Bishops are, then, afforded significant authority to make specific, concrete judgments about policy matters, so long as they are grounded in Church teaching and so long as they are recognized as just that—judgments buoyed by the weight of Church teaching. In guiding the formation of conscience, they need not confine themselves to articulating the Church’s moral framework in abstract terms. 

About ten days after Archbishop Pérez published his statement, Pope Francis published a letter to the American bishops on immigration. While Francis also acknowledges the right of nations to defend themselves and their citizens, he does so amidst a much stronger criticism of recent American immigration policy and the attitudes that shape them. Francis is quite clear: conflating immigrant status and criminality is inconsistent with a “rightly formed conscience,” and deportation “damages the dignity of many men and women.” Policy that “regulates orderly and legal migration” can’t come about “through the privilege of some and the sacrifice of others.” Further, Francis implicitly (but quite directly) shows how J.D. Vance, one of the most powerful Catholics in the country, has justified the administration’s barbaric approach to immigration with a fundamental misunderstanding of Christian love. As Francis rightly explains, pace Vance, “Christian love is not a concentric expansion of interests” from one’s own family and community out to the world, but instead demands that we affirm the “infinite dignity of all.” 

In aggregate, the faithful are clearly confused about how to apply Church teaching on human dignity to the matter of immigration. Even beyond family separation, the Trump administration’s goals of mass detention and deportation are clearly contrary to Church teaching. The fact that many Catholics seem to be celebrating these policies indicates that they are not applying the Church’s teaching in concreto. Bishops are well placed to speak to these confusions and provide guidance on specific policies and political propaganda. They are in the habit of providing full-throated condemnations when it comes to grave moral matters like abortion. Why are they unable to do the same with immigration policies inconsistent with the Church’s most basic teachings, including Jesus’ own remarks about welcoming the stranger? 
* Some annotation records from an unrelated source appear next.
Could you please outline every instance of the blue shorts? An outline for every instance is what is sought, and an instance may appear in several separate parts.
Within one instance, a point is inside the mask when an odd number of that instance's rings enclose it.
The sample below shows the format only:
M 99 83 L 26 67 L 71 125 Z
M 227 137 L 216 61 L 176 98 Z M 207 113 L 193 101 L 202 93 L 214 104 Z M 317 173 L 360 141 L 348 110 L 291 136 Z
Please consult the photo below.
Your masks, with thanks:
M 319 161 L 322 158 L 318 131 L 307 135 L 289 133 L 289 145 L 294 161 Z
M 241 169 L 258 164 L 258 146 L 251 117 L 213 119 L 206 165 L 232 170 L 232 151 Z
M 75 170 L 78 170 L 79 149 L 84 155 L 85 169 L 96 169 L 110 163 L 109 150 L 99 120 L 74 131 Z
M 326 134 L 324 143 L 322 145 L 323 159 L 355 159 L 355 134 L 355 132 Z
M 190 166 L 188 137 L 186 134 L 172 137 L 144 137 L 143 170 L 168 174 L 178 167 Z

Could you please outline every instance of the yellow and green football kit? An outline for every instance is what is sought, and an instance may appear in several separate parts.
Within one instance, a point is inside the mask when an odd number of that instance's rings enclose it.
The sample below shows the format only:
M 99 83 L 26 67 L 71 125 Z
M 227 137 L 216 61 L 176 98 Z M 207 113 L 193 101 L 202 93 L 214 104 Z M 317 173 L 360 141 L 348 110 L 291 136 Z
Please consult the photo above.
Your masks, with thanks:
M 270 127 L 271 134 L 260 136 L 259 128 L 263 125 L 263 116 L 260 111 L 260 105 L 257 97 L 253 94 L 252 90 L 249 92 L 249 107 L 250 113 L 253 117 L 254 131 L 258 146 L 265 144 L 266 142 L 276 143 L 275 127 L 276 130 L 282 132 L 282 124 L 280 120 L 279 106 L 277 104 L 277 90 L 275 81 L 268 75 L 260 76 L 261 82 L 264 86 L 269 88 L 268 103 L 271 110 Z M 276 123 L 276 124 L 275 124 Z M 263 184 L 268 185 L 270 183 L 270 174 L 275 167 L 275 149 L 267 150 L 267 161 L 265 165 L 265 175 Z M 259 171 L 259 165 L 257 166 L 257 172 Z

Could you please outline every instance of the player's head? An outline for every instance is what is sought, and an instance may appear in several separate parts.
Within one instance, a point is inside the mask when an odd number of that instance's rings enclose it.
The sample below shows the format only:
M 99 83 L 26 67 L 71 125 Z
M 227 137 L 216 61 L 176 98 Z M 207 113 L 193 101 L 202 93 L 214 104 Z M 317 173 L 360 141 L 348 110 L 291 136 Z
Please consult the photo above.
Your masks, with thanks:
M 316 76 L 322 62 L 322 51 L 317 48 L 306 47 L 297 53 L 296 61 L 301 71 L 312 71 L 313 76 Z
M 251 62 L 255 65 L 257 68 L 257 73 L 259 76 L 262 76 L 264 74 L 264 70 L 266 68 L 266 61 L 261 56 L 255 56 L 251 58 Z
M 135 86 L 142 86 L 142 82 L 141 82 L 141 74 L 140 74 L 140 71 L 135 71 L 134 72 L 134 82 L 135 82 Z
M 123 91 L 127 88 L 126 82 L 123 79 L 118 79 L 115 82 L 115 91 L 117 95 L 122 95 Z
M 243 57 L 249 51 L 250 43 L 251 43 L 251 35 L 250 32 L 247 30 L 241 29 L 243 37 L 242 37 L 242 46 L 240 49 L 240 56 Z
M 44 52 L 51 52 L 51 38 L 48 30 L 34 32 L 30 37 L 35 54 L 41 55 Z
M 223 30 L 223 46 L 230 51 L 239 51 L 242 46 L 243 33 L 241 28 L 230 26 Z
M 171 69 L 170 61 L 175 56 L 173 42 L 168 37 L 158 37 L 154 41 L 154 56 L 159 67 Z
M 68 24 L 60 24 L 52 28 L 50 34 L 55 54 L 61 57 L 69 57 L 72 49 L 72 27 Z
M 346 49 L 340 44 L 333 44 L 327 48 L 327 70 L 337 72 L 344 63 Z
The danger in evading concrete judgments in this case is grave. When Church leaders prioritize keeping people in pews instead of speaking the truth plainly, they allow hypocrisy and prejudice to stand. They let politicians’ resentment and demagoguery lead congregants away from Church teaching. And they rely on abstractions that permit congregants to fill in the blanks in ways that are comfortable, instead of challenging them to change their minds and their lives. In short, they facilitate moral inertia rather than moral growth.

Ryan M. Brown specializes in ancient Greek philosophy. He works in customer success at a tech startup.